When speaker Betty Griffin took the stage Tuesday, she told the audience she was going to focus on the word. Griffin, president of the Griffin Group, a public speaking and human relations agency, used a concept she called WORD (women of real determination) to fuel her discussion during the lecture “Girl, you are black and female. We’ve got to talk about it!”

Griffin spoke to students about the opportunities and challenges in higher education.

“Stay focused and manage your time wisely.” she said. “And don’t let anyone tell you that you can’t be anybody.”

Griffin also focused on shattered hopes, time management and coping with fatigue, fear of failure and racism.
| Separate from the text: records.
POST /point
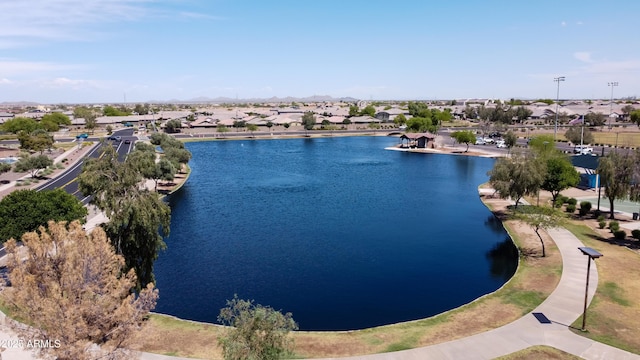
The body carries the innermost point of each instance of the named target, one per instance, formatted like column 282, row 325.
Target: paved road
column 68, row 179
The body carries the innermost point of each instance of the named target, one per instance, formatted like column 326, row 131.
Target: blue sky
column 75, row 51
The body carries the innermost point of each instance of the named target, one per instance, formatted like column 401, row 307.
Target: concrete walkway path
column 562, row 307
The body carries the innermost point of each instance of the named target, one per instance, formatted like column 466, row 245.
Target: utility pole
column 612, row 85
column 555, row 130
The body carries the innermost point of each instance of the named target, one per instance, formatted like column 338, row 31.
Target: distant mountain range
column 218, row 100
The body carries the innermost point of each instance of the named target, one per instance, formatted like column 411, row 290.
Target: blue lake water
column 338, row 231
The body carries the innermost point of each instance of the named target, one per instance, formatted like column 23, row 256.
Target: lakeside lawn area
column 534, row 280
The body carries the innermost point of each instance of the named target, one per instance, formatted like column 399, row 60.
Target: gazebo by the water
column 418, row 140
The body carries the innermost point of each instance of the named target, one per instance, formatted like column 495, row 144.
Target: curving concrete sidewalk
column 562, row 308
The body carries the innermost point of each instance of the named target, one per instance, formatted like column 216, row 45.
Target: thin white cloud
column 14, row 68
column 62, row 19
column 194, row 15
column 583, row 56
column 613, row 67
column 66, row 83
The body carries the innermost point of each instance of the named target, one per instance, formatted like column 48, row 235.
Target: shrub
column 620, row 234
column 614, row 226
column 561, row 199
column 559, row 202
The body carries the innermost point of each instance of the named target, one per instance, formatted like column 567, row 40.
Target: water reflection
column 501, row 258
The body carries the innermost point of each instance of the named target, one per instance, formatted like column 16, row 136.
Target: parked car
column 582, row 149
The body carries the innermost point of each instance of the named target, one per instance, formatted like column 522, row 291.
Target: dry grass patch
column 539, row 352
column 171, row 336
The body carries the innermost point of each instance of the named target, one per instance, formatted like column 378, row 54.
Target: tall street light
column 558, row 79
column 592, row 254
column 612, row 85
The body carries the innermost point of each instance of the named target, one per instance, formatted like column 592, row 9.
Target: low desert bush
column 620, row 234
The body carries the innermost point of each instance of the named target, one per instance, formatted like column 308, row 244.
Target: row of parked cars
column 489, row 140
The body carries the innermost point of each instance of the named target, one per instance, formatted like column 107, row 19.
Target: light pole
column 591, row 254
column 555, row 130
column 612, row 84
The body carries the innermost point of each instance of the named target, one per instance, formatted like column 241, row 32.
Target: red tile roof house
column 418, row 140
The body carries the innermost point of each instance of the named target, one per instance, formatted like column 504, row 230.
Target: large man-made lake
column 338, row 231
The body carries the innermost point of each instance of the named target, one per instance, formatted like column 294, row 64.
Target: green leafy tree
column 89, row 116
column 239, row 124
column 69, row 287
column 596, row 119
column 177, row 156
column 23, row 211
column 522, row 113
column 112, row 111
column 559, row 175
column 420, row 124
column 616, row 172
column 577, row 133
column 222, row 129
column 627, row 110
column 33, row 164
column 464, row 137
column 173, row 126
column 308, row 121
column 19, row 124
column 517, row 176
column 257, row 333
column 354, row 110
column 252, row 128
column 368, row 111
column 542, row 144
column 510, row 139
column 4, row 167
column 39, row 140
column 138, row 218
column 541, row 218
column 141, row 109
column 635, row 117
column 57, row 118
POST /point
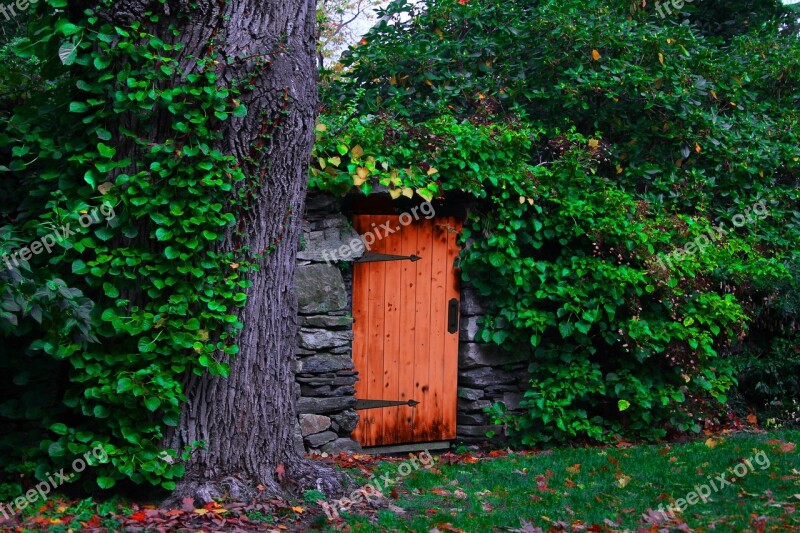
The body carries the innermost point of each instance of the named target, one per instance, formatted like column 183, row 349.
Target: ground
column 746, row 481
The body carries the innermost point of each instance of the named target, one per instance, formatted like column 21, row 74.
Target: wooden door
column 403, row 348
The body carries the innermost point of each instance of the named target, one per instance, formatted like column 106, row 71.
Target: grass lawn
column 568, row 489
column 601, row 489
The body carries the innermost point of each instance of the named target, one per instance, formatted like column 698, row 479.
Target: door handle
column 452, row 316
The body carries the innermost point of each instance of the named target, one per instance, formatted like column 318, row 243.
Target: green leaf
column 59, row 428
column 67, row 53
column 106, row 151
column 78, row 107
column 152, row 403
column 106, row 482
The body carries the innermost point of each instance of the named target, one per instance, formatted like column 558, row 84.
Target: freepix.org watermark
column 59, row 235
column 358, row 245
column 20, row 5
column 373, row 488
column 703, row 492
column 700, row 243
column 53, row 481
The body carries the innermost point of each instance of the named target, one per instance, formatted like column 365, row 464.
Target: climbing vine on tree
column 597, row 141
column 159, row 295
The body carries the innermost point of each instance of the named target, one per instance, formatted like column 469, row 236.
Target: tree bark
column 247, row 419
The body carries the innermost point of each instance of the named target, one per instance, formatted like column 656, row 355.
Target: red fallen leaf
column 92, row 522
column 449, row 458
column 187, row 504
column 449, row 528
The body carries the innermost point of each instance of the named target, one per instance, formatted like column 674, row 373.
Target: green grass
column 610, row 487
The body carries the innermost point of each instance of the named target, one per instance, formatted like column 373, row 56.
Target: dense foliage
column 103, row 366
column 599, row 140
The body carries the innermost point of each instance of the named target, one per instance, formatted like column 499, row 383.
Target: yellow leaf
column 425, row 193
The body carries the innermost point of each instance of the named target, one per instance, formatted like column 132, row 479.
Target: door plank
column 408, row 299
column 438, row 324
column 423, row 413
column 375, row 345
column 361, row 272
column 393, row 336
column 450, row 385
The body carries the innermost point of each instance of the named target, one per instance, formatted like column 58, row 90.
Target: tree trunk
column 247, row 419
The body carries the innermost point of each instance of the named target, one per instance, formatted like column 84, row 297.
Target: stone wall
column 325, row 373
column 485, row 375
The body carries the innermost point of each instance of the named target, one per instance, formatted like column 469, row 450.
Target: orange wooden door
column 402, row 347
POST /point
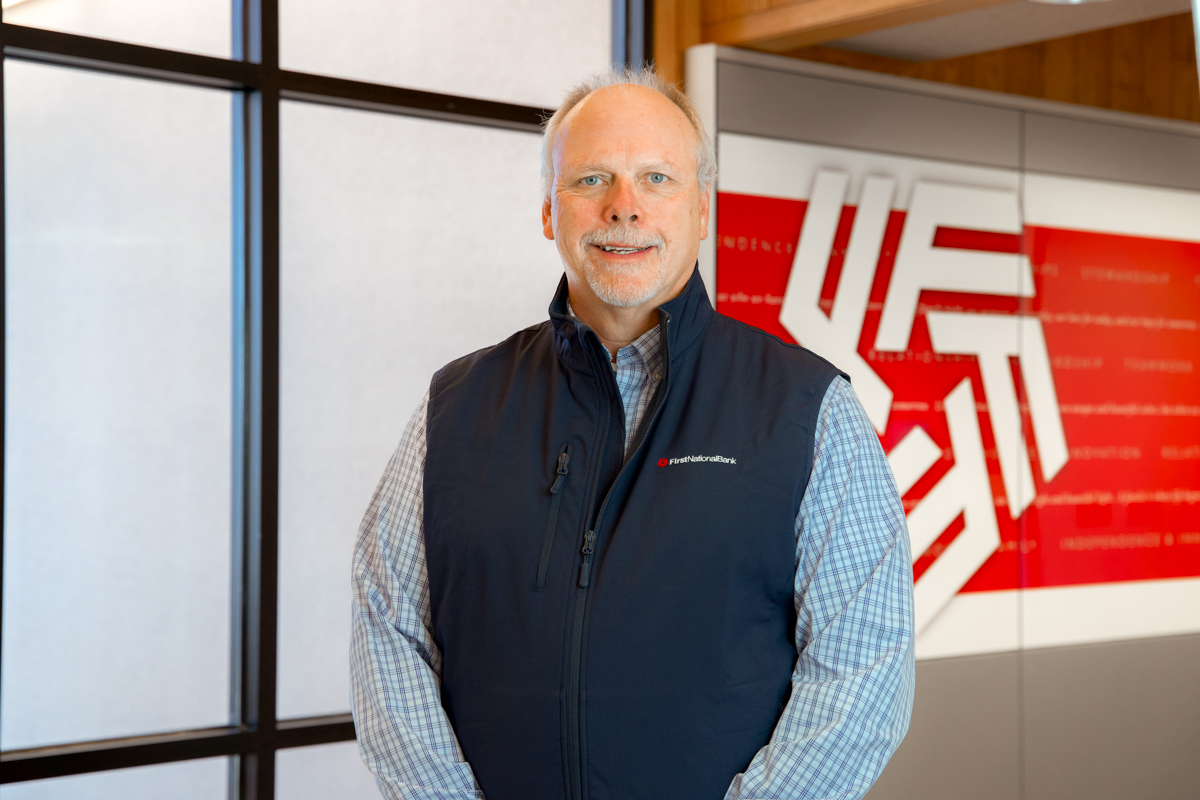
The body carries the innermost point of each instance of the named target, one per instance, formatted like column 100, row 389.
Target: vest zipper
column 556, row 492
column 574, row 733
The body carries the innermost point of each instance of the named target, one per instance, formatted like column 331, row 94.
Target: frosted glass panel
column 517, row 50
column 406, row 244
column 203, row 780
column 322, row 773
column 118, row 407
column 193, row 25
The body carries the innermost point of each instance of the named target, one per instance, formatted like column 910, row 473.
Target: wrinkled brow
column 658, row 167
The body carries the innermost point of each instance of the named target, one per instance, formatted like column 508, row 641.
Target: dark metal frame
column 257, row 85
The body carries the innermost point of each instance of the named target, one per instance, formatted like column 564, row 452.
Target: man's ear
column 547, row 221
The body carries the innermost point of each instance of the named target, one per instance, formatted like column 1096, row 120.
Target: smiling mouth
column 622, row 251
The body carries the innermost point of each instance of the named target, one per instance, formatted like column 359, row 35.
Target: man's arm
column 853, row 681
column 403, row 733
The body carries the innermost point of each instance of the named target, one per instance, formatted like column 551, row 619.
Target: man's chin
column 624, row 289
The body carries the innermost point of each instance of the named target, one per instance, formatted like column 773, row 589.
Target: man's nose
column 623, row 202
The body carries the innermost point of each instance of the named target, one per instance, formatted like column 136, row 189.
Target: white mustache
column 622, row 235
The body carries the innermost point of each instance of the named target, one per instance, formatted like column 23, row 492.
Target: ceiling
column 1003, row 25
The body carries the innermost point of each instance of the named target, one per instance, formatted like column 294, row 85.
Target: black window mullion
column 259, row 172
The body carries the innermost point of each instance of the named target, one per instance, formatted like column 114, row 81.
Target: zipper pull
column 589, row 540
column 563, row 461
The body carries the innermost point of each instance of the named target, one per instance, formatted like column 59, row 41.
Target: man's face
column 625, row 208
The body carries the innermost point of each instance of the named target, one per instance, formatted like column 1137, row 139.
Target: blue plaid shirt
column 852, row 686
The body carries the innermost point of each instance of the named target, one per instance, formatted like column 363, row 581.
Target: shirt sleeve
column 405, row 737
column 853, row 681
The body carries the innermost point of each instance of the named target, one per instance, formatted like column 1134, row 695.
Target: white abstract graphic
column 993, row 338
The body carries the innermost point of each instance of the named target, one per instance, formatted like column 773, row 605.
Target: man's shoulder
column 522, row 343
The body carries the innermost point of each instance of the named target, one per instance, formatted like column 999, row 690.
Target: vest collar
column 682, row 318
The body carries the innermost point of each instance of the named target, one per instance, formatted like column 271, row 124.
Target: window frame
column 257, row 86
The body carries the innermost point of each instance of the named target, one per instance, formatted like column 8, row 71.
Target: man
column 639, row 549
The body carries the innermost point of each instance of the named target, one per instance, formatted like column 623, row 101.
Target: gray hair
column 706, row 155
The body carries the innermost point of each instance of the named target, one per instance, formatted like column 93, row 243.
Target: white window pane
column 201, row 780
column 517, row 50
column 322, row 773
column 118, row 407
column 195, row 25
column 406, row 244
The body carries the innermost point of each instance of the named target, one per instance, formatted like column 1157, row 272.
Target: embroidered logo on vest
column 691, row 459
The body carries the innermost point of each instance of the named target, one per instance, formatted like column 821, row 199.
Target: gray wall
column 1091, row 722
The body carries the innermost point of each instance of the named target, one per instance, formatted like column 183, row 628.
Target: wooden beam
column 802, row 23
column 677, row 26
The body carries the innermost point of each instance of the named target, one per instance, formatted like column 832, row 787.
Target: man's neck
column 615, row 326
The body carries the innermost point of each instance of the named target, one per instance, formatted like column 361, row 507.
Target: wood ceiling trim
column 811, row 22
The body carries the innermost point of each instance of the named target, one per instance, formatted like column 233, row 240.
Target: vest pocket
column 556, row 498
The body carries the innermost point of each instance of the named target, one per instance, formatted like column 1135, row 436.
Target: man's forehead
column 625, row 124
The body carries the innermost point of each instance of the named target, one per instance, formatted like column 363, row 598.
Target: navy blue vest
column 618, row 629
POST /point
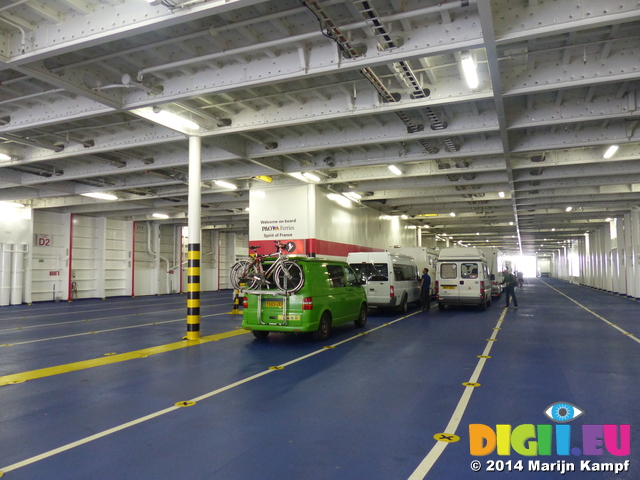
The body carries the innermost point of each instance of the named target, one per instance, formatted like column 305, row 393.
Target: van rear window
column 336, row 276
column 368, row 270
column 468, row 270
column 405, row 272
column 448, row 270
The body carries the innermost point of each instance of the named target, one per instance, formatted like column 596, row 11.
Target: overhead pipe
column 301, row 38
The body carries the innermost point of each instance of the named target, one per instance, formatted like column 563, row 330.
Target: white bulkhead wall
column 320, row 223
column 50, row 256
column 343, row 226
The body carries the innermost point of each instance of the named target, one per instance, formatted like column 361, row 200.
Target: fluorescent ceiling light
column 222, row 183
column 395, row 169
column 469, row 69
column 610, row 151
column 11, row 204
column 353, row 195
column 100, row 195
column 172, row 120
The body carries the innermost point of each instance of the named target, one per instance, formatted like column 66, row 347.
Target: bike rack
column 271, row 293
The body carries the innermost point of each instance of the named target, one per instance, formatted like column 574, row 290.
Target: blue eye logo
column 563, row 412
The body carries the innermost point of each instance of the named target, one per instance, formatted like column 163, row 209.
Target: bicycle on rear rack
column 250, row 274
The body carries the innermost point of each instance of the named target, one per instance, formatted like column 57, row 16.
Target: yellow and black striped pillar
column 193, row 292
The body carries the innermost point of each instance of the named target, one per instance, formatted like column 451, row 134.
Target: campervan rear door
column 448, row 277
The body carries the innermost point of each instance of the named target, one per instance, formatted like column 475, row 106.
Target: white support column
column 608, row 267
column 5, row 274
column 128, row 272
column 100, row 256
column 635, row 252
column 17, row 274
column 628, row 253
column 194, row 224
column 622, row 268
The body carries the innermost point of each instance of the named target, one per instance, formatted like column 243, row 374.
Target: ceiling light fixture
column 222, row 183
column 395, row 169
column 100, row 195
column 469, row 69
column 12, row 204
column 610, row 151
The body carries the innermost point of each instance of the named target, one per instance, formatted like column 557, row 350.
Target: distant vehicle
column 330, row 295
column 424, row 257
column 495, row 261
column 392, row 280
column 462, row 278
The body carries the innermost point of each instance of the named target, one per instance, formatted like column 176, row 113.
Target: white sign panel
column 279, row 213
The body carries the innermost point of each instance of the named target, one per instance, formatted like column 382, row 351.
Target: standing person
column 509, row 282
column 425, row 290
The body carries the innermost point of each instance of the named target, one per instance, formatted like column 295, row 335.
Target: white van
column 392, row 280
column 424, row 258
column 462, row 278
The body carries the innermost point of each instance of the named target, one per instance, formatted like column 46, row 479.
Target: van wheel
column 324, row 328
column 362, row 318
column 403, row 307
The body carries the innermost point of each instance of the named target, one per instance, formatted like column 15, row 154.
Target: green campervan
column 331, row 295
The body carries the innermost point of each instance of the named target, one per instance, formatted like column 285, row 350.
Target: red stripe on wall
column 325, row 247
column 314, row 247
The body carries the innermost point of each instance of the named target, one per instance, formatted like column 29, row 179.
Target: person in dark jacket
column 425, row 290
column 510, row 283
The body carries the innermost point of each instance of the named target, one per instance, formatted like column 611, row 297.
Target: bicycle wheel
column 244, row 275
column 289, row 276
“These lectures really open students’ eyes to the culture on campus,” said Kierra Joseph, a junior child and family studies major.

Griffin highlighted issues that affect black women in communities and schools. She also touched on actions both men and women need to take to earn a place in society, she said.

“This is a conversation that needs to be open on this campus,” said Shalise Saylor, a sociology major with a women’s studies minor. “Racism and sexism are a reality on this campus and hopefully this can help us cross those lines.”

Sophomore Liz Tipton, an elementary education major at Eastern, said Griffin was inspiring.

“She was very vibrant and passionate about every culture,” Tipton said.

Nate Arnett, a senior political science major, also approved of Griffin’s lecture. “She was a good motivational speaker,” added Nate Arnett, a senior political science major. “She talked about things that can hold you back and ways to overcome them and be successful.”

Students lingered after the lecture for the question-and-answer portion of the event.

“Students have been provided with opportunities to reflect on issues and questions that affect us as human beings living in a multi-ethnic and cultural communities, ” said Salome Nnoromele, director of African-American studies and professor in the department of English and theatre.

“Students have also been inspired to make better choices and to grow personally and professionally.”

This year’s lecture drew a crowd of more than 100 students and faculty members, topping the previous two lectures’ average of more than 70 attendees.

“These are the days of your life,” Griffin said as she concluded the lecture, “and you have but one life to live.